En dépit de problèmes éthiques évidents, l’investissement de Microsoft suggère que son objectif pourrait être d’intégrer le logiciel dans ses propres programmes. Cela a suscité de vives inquiétudes parmi les groupes de défense des droits de l’homme.

Shankar Narayan, de l’American Civil Liberties Union, a notamment mis en garde contre un avenir bien trop familier pour les Palestiniens vivant sous le contrôle d’Israël : « L’usage généralisé de la surveillance faciale renverse le principe de la liberté et génère une société dans laquelle tout le monde est traqué, peu importe ce qu’il fait, tout le temps », a-t-il déclaré à NBC.

« La reconnaissance faciale est peut-être l’outil le plus parfait pour un contrôle gouvernemental complet dans les espaces publics. »
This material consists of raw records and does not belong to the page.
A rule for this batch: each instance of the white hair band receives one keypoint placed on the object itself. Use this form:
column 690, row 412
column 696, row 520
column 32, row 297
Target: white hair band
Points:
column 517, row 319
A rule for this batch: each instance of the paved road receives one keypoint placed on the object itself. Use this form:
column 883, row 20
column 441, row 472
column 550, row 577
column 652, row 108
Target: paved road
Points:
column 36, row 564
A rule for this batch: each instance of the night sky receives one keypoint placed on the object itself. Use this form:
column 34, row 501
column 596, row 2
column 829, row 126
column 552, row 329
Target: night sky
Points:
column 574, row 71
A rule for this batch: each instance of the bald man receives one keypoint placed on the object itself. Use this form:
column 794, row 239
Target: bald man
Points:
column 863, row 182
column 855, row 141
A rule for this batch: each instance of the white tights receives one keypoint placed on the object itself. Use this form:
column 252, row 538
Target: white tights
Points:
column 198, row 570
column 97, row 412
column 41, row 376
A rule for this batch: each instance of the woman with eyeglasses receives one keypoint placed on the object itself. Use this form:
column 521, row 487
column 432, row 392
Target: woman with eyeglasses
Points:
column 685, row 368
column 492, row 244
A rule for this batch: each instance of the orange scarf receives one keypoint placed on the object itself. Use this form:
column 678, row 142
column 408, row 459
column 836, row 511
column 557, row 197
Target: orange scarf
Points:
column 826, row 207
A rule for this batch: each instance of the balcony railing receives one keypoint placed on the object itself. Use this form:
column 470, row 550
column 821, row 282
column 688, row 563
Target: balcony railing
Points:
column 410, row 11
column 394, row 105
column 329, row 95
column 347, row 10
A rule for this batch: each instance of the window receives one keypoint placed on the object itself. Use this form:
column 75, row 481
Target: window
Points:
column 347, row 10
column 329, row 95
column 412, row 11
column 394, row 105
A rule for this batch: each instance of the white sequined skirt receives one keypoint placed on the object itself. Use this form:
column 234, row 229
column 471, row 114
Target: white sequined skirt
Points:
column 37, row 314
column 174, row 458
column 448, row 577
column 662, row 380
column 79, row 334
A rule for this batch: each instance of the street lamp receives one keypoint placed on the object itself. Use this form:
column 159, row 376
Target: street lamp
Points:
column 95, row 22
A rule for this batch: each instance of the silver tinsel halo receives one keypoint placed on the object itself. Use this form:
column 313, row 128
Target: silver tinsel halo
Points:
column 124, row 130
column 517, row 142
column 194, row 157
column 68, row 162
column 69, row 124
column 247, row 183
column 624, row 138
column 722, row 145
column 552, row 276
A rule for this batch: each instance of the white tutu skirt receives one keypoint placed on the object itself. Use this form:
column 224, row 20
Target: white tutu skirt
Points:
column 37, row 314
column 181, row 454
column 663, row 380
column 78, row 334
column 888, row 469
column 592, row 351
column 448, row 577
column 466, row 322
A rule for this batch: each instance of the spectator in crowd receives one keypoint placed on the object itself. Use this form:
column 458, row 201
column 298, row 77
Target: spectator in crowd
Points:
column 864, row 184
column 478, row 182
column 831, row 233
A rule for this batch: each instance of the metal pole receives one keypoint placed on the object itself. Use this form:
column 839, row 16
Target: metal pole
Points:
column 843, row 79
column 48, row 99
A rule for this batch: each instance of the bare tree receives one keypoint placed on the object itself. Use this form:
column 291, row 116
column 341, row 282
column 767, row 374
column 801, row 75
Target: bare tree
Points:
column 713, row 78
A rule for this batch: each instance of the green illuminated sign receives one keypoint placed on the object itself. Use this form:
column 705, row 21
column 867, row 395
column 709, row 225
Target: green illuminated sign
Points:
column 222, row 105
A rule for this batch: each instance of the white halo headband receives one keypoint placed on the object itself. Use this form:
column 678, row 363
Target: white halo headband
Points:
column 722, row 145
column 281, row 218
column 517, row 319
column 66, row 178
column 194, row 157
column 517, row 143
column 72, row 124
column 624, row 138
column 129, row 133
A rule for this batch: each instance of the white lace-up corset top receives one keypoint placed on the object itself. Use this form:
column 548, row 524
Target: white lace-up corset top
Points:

Selon Yael Berda, chercheur à l’Université de Harvard, Israël conserve une liste de quelque 200 000 Palestiniens en Cisjordanie qu’il souhaite surveiller 24 heures sur 24. Des technologies telles que AnyVision sont considérées comme essentielles pour garder ce vaste groupe sous surveillance permanente.

Les cyberentreprises israéliennes ont été impliquées de plus en plus profondément dans les efforts visant à manipuler le discours public sur Israël

Un ancien employé d’AnyVision a déclaré à NBC que les Palestiniens étaient traités comme des cobayes. « La technologie a été testée sur le terrain dans l’un des environnements de sécurité les plus exigeants au monde et nous la déployons maintenant dans le reste du marché », a-t-il déclaré.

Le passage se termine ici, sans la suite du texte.